Rollout engine

hgm · Post by **hgm** » Thu Jul 14, 2022 9:38 pm

I am thinking about how to make a fast 'engine' for generating rollouts in MCTS, or generating the moves in the tree phase with a policy weight that can be used to bias the move choice towards 'less crazy' moves. A natural idea is to use an algorithm for this similar to N.E.G., which bases its move choice on the SEE approximation of every move (picking the one with the highest SEE), but also taking account of solving a SEE threat by moving the piece away. Because N.E.G. only has to do this in a single node, speed is o f no concern there, and the algorithm is a bit cumbersome. For MCTS you would of course want something as fast as possible.

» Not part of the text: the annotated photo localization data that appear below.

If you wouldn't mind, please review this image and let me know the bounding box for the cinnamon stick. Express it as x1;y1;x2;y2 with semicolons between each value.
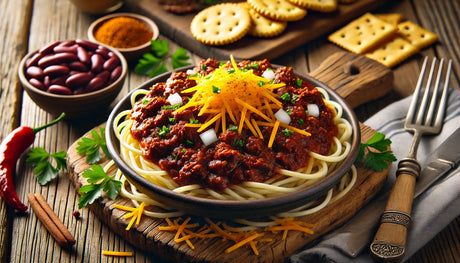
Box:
27;193;76;248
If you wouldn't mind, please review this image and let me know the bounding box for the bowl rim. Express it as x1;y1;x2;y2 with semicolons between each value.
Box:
106;64;361;219
18;40;128;100
87;12;160;52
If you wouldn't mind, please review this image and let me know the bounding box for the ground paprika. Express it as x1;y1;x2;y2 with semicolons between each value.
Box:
94;16;153;49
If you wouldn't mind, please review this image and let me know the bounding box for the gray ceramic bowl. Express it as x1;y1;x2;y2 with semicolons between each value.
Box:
106;66;361;219
19;40;127;119
88;13;159;61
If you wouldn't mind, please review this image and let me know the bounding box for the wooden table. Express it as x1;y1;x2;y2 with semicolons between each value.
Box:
1;0;459;262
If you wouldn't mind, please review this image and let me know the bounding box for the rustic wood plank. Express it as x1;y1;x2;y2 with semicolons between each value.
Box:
0;0;33;262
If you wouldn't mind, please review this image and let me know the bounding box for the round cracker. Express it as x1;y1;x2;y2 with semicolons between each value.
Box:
247;0;307;22
248;7;287;37
287;0;337;12
190;3;251;46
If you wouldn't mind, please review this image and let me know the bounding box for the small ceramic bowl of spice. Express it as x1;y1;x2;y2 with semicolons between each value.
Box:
18;39;128;119
88;13;159;61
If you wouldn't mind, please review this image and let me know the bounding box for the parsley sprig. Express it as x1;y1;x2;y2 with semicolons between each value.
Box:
78;164;122;209
135;39;191;77
356;132;397;172
26;147;67;185
76;127;111;164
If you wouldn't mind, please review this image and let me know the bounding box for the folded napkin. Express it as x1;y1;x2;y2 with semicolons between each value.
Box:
290;88;460;263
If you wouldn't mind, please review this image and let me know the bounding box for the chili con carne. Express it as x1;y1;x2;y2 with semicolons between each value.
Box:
0;112;65;211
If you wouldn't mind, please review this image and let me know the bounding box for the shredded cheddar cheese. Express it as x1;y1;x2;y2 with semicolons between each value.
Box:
102;250;133;256
114;203;145;230
175;56;311;147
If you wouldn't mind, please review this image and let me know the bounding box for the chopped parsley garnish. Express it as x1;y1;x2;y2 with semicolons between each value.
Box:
296;78;302;87
291;94;299;104
78;164;122;209
228;69;235;73
281;93;291;101
158;125;171;137
298;118;305;125
212;85;221;94
282;129;294;136
258;81;266;87
233;140;245;147
356;132;397;172
229;124;238;131
169;117;176;123
186;140;194;146
286;109;292;115
26;148;67;185
142;99;149;104
189;118;199;124
201;64;207;71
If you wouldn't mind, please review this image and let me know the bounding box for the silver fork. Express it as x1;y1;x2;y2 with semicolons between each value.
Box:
369;57;452;263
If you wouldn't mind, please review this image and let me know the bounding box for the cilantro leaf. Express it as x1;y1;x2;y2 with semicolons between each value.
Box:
355;132;397;172
78;164;122;208
26;147;67;185
76;127;111;164
135;40;191;77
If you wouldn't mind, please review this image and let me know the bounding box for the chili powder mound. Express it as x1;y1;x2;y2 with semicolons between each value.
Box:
94;16;153;48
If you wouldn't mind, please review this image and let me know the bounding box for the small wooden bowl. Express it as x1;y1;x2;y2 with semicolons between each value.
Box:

Since it would probably spend most time on calculating SEE for the target square of all moves and all on its own pieces, this is where the most can be gained. I was therefore thinking to do it something like this:

Generate moves for both sides, and for every board square add the number of attackers it has with weights K=1, Q=2, R=4, minor=12, P=48. That way it gives a unique signature for the composition of the set of attackers, which can run from 0 to 143 (for each color). The next step would be to use this as index in a lookup table that containes a code uniquely representing the three lowest-valued attackers of the square. The idea is that exchanges deeper than 6 ply are too rare to matter, and even when they would occur the SEE would be meaningless, as they would have too many side effects (like soft-pins, overloaded pieces).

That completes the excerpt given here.